From 2005 to 2011, roughly 3.5% of children ages 3-17 years displayed disruptive behavioral problems, including temper tantrums, aggression and defiance, according to the report.
Researchers reviewed 66 studies on psychosocial interventions for children. The meta-analysis included 28 studies that used at least one of the three most prevalent measures of behavior: Eyberg Child Behavior Inventory (ECBI), Intensity Subscale; ECBI Problem Subscale; and the Child Behavior Checklist, Externalizing (T-score).
Researchers excluded studies of children with attention-deficit/hyperactivity disorder (ADHD) and those in which disruptive behavior was a symptom of another disorder.
The children in the studies demonstrated a significant level of disruptive behavior but did not have to be diagnosed with a disruptive behavior disorder to be included.
The analysis found “moderate strength of evidence” that multicomponent interventions (which all included a parent component) and interventions with only a parent component were more effective than treatment as usual/control conditions.
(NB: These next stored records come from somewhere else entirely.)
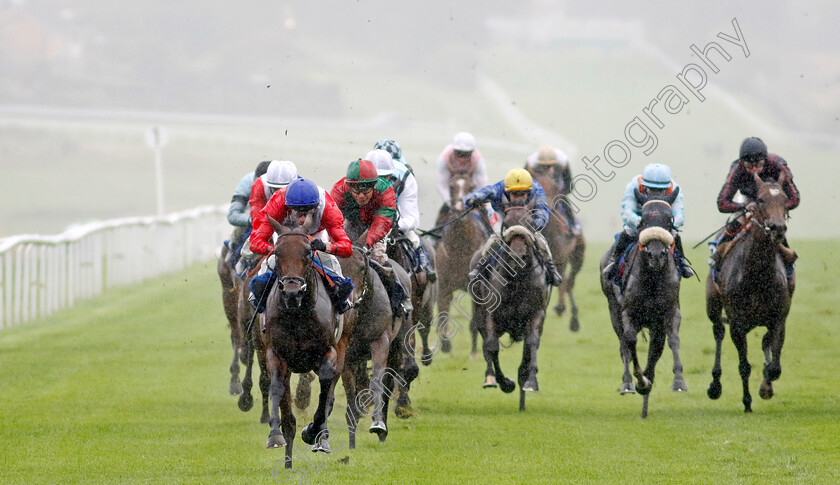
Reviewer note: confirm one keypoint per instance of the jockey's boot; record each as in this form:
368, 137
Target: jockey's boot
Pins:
425, 264
552, 276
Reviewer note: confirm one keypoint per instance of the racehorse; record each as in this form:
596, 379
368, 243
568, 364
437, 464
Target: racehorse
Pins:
243, 339
752, 288
512, 300
566, 248
299, 335
462, 237
423, 296
649, 297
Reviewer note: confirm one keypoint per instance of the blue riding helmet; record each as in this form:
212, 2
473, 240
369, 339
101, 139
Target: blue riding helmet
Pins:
390, 146
302, 192
656, 176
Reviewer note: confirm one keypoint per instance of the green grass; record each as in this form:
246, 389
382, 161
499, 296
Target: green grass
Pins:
131, 387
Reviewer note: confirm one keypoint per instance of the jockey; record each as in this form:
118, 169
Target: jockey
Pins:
277, 176
518, 188
754, 158
239, 214
655, 180
408, 214
461, 157
368, 201
556, 162
304, 203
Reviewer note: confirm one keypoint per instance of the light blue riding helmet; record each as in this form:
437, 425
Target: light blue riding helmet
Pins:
656, 176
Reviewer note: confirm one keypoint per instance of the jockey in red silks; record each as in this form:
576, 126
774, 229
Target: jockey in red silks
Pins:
305, 204
368, 201
277, 176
Only two of the studies evaluated a child-only component, which was not enough evidence to support such interventions.
“Information like this could be used by general pediatricians to think about the types of referrals they make and help parents choose between the types of specialty services being offered to them,” Dr. Epstein said.
The meta-analysis did have a handful of limitations. Some of the studies had inadequate blinding, and some were conducted by the developer of the intervention. The interventions typically were provided in academic settings, and the studies did not address psychosocial interventions delivered concurrently with medications.
“The literature base does have a lot of room for improvement, so it is our hope this kind of work will help promote that additional work getting done,” Dr. Epstein said.
The analysis is part of a larger report, which is available at www.effectivehealthcare.ahrq.gov.